False Life felt like the best comparative spell. Aid hits multiple people and Armor of Agathys has the damage component which makes the comparison more difficult. As for if False Life is a good spell, I never claimed it was. Simply that Second Wind, in terms of HP would restore roughly equal to the bonus HP granted by False Life if used in a 5th or 6th level slot. How favorably that makes Second Wind look I didn't actually comment on.

Yes. Making Indomitable be a legendary resistance (like the beta version was) is a no brainer.

I'd even upgrade it later; like, starting at 13th level, when you use it, until the end of your next turn you gain advantage on all saves and all attacks on you are at disadvantage.
An interesting idea to be sure. Indomitable almost certainly should have been better given it's long rest recharge and late level acquisition.
 

I don’t think so. We are talking at will vs single use resource per day.
I assume you mean that the fighter's Extra Attack at 11th level shouldn't be equal to a wizard's acquisition of 6th level spells on the basis that it can be used at will rather than an expended resource? Feel free to correct me if I misinterpreted that.

My statement was that it's hard to compare abilities specifically because of the major differences between them, including the above. But it cuts both ways. A wizard's 6th level slot is way more versatile and can have a much larger effect than attacking.
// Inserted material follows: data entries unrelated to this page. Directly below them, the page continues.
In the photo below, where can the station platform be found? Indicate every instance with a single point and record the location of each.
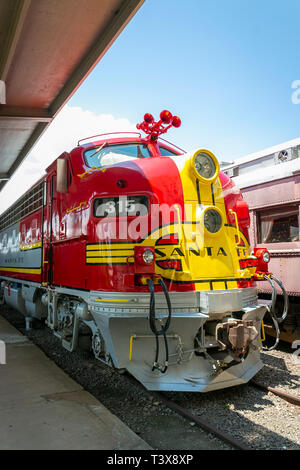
(43, 408)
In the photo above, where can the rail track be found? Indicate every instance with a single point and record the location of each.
(203, 422)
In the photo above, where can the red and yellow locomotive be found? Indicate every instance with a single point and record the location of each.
(142, 249)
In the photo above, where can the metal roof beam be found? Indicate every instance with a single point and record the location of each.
(24, 113)
(103, 42)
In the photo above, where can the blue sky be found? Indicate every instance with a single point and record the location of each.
(225, 67)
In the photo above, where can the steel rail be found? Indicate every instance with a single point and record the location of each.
(293, 399)
(190, 416)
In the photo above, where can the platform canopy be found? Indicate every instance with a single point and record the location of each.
(47, 49)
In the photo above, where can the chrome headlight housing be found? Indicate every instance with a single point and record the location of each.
(148, 257)
(212, 220)
(205, 165)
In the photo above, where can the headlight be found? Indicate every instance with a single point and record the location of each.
(205, 165)
(212, 220)
(148, 256)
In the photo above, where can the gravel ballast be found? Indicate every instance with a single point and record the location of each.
(259, 419)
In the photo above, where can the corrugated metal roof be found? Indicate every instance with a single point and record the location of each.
(47, 48)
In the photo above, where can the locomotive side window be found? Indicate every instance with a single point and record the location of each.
(111, 154)
(128, 206)
(278, 226)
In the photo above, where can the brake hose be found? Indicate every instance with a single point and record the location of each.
(274, 317)
(285, 297)
(164, 328)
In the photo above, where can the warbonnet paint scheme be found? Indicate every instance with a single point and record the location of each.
(140, 250)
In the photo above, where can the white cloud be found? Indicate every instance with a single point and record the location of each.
(70, 125)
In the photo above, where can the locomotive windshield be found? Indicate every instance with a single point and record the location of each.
(111, 154)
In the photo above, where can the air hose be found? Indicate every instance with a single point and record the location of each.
(272, 279)
(164, 328)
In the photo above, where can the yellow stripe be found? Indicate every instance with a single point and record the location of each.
(108, 260)
(31, 246)
(22, 270)
(108, 253)
(110, 247)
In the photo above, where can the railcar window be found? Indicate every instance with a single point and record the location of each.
(128, 206)
(111, 154)
(278, 227)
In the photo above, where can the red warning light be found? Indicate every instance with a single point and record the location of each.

So yah, a fighter can attack 3 times per round all day, but how do we compare that to Mass Suggestion, True Seeing or Planar Ally? At best, we can look at damage outputs between said extra attacks and, say, disintegrate, but that doesn't really tell the whole story. It's why I think it's hard to compare specific abilities side by side between classes.
 

I assume you mean that the fighter's Extra Attack at 11th level shouldn't be equal to a wizard's acquisition of 6th level spells on the basis that it can be used at will rather than an expended resource? Feel free to correct me if I misinterpreted that.

My statement was that it's hard to compare abilities specifically because of the major differences between them, including the above. But it cuts both ways. A wizard's 6th level slot is way more versatile and can have a much larger effect than attacking. So yah, a fighter can attack 3 times per round all day, but how do we compare that to Mass Suggestion, True Seeing or Planar Ally? At best, we can look at damage outputs between said extra attacks and, say, disintegrate, but that doesn't really tell the whole story. It's why I think it's hard to compare specific abilities side by side between classes.
That wasn’t my point at all.

my point remains that a wizard with a low level spell allowing him to do things the fighter can do at will would be considered a very strong low level spell.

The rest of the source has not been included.